Tallahassee Democrat, May 21, 2007Gun control: The juvenile and pointless debate continuesBy Adam WeinsteinMy father is a gun nut. He collects them, new ones and old ones, and he derives unfathomable glee from shooting, cleaning and studying them. Thanks to him, I can field-strip an M-16, shoot a Winchester '86 and tell the difference between a matchlock and a flintlock.
But when I turned 21 and applied for a Florida carry permit like Dad's, he didn't do cartwheels or take me window shopping for a double-action hand cannon. His only acknowledgment was to take me out to the side of a road and pull me down beside the remnants of a recently flattened possum.
"Dead," Dad intoned, "is dead. No replays, no extra lives, no do-overs. Just like this road kill."
This was not mere eccentricity on my pop's part. He wanted me to acknowledge a simple truth: Guns are lethal instruments, and they are not for everybody. Not long after, I decided that, except for an occasional weekend trip to the range, guns were not for me.
All of which makes it hard for me to understand why, even after a heartbreak like the one at Virginia Tech last month, the debate over gun control remains as juvenile and pointless as ever.
On one hand, you have the National Rifle Association claiming to speak for all gun owners.

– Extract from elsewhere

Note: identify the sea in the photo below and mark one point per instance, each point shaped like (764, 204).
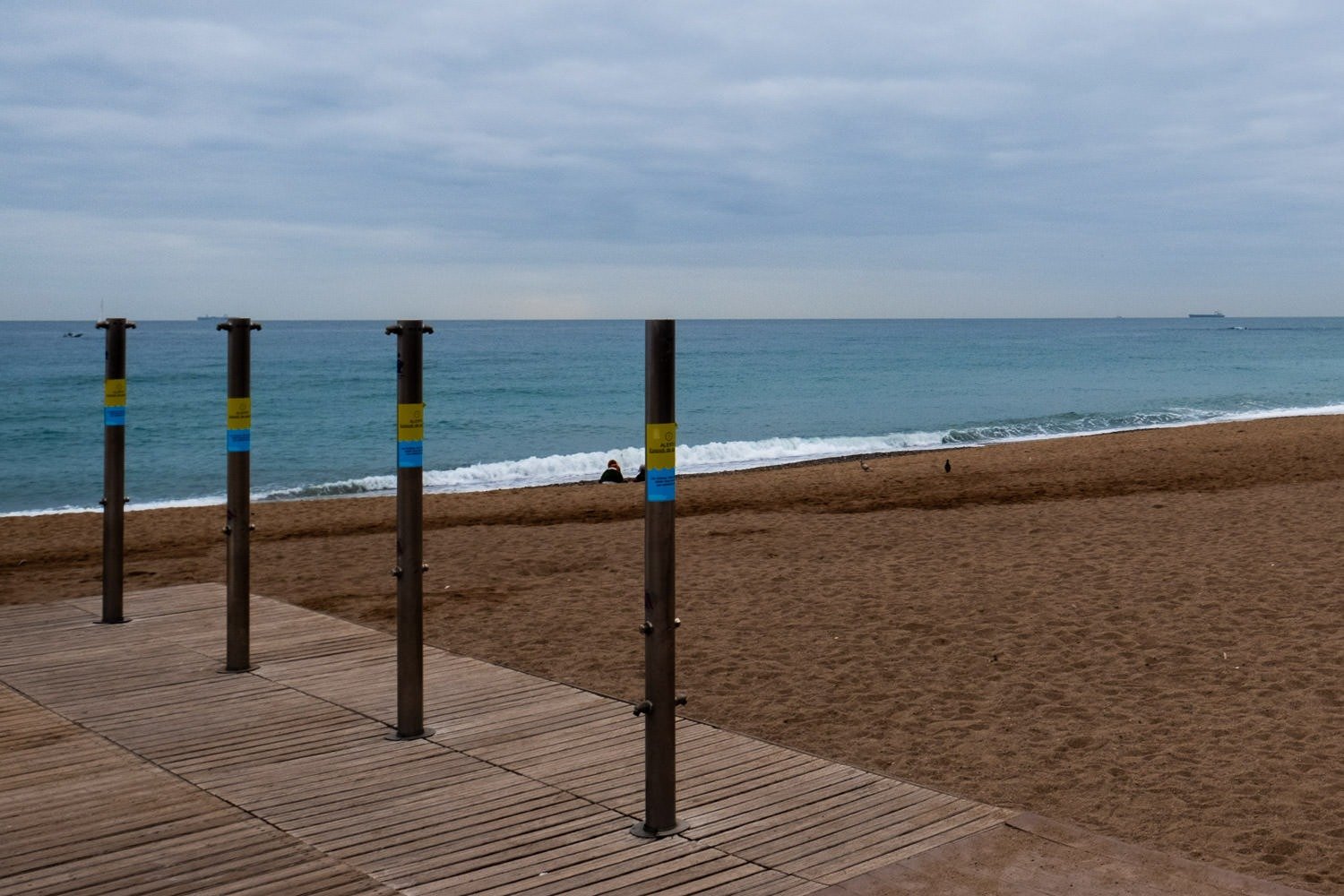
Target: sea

Apparently, though, its constituency doesn't include my family of gun owners, since we believe in more rigorous background checks, gun traces, and limits on the ownership of watermelon-exploding .50-caliber Barrett sniper's rifles.
On the other hand, you have one-note liberal groups like the Brady Campaign and the American Civil Liberties Union, who consider gun ownership too insidious to deserve the same protections afforded free speech or due process.
Lost in the middle, I fear, are gun owners like my father - and other middle-of-the-road citizens - who appreciate the right of self-defense, but want it to come with greater responsibilities. In the marketplace of ideas, gun-policy moderates don't even rate a kiosk.
Why is it so hard to reach reasonable compromises on gun ownership?
One scholar has an answer. Gary Kleck, a criminology professor at FSU, spent the last three decades researching the relationship between guns and violence in America. But his latest research focuses on the gun debate itself.
Its conclusion: The dialogue on gun rights has been hijacked and slickly packaged by self-styled culture warriors. Rather than weighing evidence, these factions encourage citizens like you to take cues from your membership in an in-group.
"People support gun control," Kleck says, "because they're in the cultural groups that are hostile to gun owners." The data suggest that those groups include Northerners, Jews and Catholics, women and the upper middle classes. Among their members, the gun debate isn't about assault weapons, mental-health checks or Teflon bullets: It's about the senselessness of gun ownership in their worldview, period.
Women, in particular, are likely to see "alleged defensive gun use as fraudulent," Kleck says, where men are more likely to approach guns as "useful tools." Likewise, the data show Southerners, Protestants and the economically depressed are probably pro-guns - more due to tradition than reason.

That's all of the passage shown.